IV Volume
Atlas gathers geography and literature to depict the Brazilian coast
June 25, 2021 10h00 AM | Last Updated: June 28, 2021 11h05 AM
Highlights
- This is the fourth volume in the Atlas of Literary Representations of Brazilian Major Regions series, an innovative project that identifies and characterizes geographic regions based on works of national literature.
- In addition to excerpts from the novels, the Atlas features photos, satellite images and maps at different scales.
- In this volume, Costa Brasileira (Brazilian Coast), territories from Rio Grande do Sul to Belém and the mouth of the Amazon River are covered, passing through Santos, Rio de Janeiro, Salvador and Olinda, Recife and the Mills' coast, among others.
- The atlas includes great authors such as Jorge Amado, João Ubaldo Ribeiro, Dalcídio Jurandir, Ana Miranda, José Lins do Rego, José Cândido de Carvalho, Assis Brasil, Maria Firmina and Lima Barreto, with special mention to Machado de Assis, in the month of his 182nd birthday.
From Rio Grande de São Pedro, in Rio Grande do Sul, up to Belém and the mouth of the Amazon River, the path along the Brazilian coast can be traveled in great company. Brazilian writers such as Jorge Amado, João Ubaldo Ribeiro, Ana Miranda, José Lins do Rego and José Cândido de Carvalho lend us their works to gather geography and literature together in the fourth volume of the series Atlas of Literary Representations of the Brazilian Major Regions, named Brazilian Coast, released today (June 25) by the IBGE.
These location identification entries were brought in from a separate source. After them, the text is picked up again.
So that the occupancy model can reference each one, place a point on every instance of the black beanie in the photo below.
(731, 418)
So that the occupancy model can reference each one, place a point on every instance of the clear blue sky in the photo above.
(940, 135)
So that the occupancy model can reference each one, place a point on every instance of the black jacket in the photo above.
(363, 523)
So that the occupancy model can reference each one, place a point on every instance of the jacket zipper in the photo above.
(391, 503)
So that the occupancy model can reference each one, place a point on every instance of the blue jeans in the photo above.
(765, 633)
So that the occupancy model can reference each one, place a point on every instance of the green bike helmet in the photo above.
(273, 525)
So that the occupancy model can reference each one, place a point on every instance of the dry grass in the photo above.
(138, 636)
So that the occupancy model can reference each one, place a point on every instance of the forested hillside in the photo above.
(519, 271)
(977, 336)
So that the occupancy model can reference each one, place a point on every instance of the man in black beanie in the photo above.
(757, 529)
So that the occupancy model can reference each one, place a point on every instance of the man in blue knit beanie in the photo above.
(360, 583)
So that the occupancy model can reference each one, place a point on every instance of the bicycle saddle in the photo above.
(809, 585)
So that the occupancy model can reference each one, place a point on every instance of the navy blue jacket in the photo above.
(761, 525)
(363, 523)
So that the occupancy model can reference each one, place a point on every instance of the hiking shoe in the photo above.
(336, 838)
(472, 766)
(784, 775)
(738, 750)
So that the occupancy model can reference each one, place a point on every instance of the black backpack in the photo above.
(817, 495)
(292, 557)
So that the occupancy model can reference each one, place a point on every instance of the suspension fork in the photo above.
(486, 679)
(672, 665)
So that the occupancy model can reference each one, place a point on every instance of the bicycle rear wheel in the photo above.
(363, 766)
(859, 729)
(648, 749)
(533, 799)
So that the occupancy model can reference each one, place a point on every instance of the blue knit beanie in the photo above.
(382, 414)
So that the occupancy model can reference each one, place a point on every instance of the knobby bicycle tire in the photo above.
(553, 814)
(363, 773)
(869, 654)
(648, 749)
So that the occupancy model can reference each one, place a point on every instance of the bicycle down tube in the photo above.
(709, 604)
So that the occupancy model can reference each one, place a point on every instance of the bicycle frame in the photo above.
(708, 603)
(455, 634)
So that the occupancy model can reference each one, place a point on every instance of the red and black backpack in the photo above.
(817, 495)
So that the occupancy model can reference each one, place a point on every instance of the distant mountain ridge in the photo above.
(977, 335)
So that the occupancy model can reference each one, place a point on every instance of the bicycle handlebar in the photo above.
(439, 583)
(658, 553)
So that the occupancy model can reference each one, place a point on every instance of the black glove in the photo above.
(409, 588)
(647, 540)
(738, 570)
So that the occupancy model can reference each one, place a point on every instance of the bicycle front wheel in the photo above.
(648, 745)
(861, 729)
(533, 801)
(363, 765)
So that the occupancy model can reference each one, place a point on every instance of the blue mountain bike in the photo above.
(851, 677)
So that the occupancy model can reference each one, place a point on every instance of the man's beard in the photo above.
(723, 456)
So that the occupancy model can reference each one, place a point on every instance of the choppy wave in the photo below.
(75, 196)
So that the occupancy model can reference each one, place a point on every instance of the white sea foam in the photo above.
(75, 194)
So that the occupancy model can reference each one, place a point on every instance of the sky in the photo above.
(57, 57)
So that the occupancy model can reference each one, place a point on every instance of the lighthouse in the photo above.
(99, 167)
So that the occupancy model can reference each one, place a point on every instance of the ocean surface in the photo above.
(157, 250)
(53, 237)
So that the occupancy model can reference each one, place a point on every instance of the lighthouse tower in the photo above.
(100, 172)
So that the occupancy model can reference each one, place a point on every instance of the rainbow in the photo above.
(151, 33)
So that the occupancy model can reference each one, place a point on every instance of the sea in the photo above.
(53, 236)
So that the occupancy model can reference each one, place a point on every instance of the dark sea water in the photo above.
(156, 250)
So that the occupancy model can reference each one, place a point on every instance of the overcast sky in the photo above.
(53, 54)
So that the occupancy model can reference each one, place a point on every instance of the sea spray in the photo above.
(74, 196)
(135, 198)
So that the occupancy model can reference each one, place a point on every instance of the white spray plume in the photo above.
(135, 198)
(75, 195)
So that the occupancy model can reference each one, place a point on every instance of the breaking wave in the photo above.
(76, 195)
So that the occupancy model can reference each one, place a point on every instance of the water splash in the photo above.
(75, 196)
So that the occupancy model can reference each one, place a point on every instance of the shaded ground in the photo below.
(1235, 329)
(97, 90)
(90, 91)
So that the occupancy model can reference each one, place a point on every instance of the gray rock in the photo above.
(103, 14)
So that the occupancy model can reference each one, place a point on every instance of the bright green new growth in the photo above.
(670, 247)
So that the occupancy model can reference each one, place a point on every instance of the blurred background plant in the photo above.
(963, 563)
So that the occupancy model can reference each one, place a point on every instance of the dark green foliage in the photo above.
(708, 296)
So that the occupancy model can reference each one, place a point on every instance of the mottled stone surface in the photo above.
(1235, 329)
The book is a continuation of the collection that began with Brasil Meridional (Southern Brazil - 2006) and Sertões Brasileiros I and II (- Brazilian Arid Areas I and II - 2009 and 2016) and which will also have a fifth volume, Amazônia (Amazon), which is yet to be released. In addition to the excerpts from novels, there are photos, satellite images and maps at different scales that portray the landscapes of the Brazilian regions that set the scene of great works of national literature.
Costa brasileira (Brazilian Coast) comprises the regions settled by the entrance of Europeans in lands that became Portuguese Colonies, whose occupation was determined by the strategic interests of the Crown, as land protection and wealth exploitation.
“This volume is quite important, because it addresses specifically the beginning of the land occupation process and how it behaved along time. There are cities which were occupied since the very beginning of the colonial period”, says geographer Maria Lúcia Vilarinhos, who is in charge of the project. “Our coastline is long and characterized by the presence of some of our major metropolises”. The result, according to her, is a significant literary expression, either of authors and of readers and critics.
A place of arrivals and departures, the Coast also witnessed one of the most striking processes in the formation of Brazilian society – the coming of African populations who were violently torn from their territories of origin to be enslaved here. Slavery and its impacts on Brazilian social formation, as well as the presence of groups of original inhabitants of what is today Brazil, are also present in the plot of several national novels.
“It is important to say that the book is not comprehensive in terms of covering the entire length of the Brazilian coast, because it would be impossible. Nor is it comprehensive in relation to the novels, because it would be impossible as well to include all the literary production about certain regions”, explains Ms. Vilarinhos. “We have a very rich volume, with writers and national works that are very important for understanding the occupation of the territory”.
Ms. Vilarinhos highlights the role of Machado de Assis – “our greatest author”, founder of the Brazilian Academy of Letters, born on June 21, 1839. “Machado is a brilliant author because he portrays the society in which he lives at that time, but also allows us to understand Brazilian society to this day”, she claims. It is not by chance that the month in which he would celebrate his 182nd birthday was chosen for the launch of Costa Brasileira. The tribute is a way of recognizing literature as a “luxury, invaluable instrument”, to understand our society and our territory.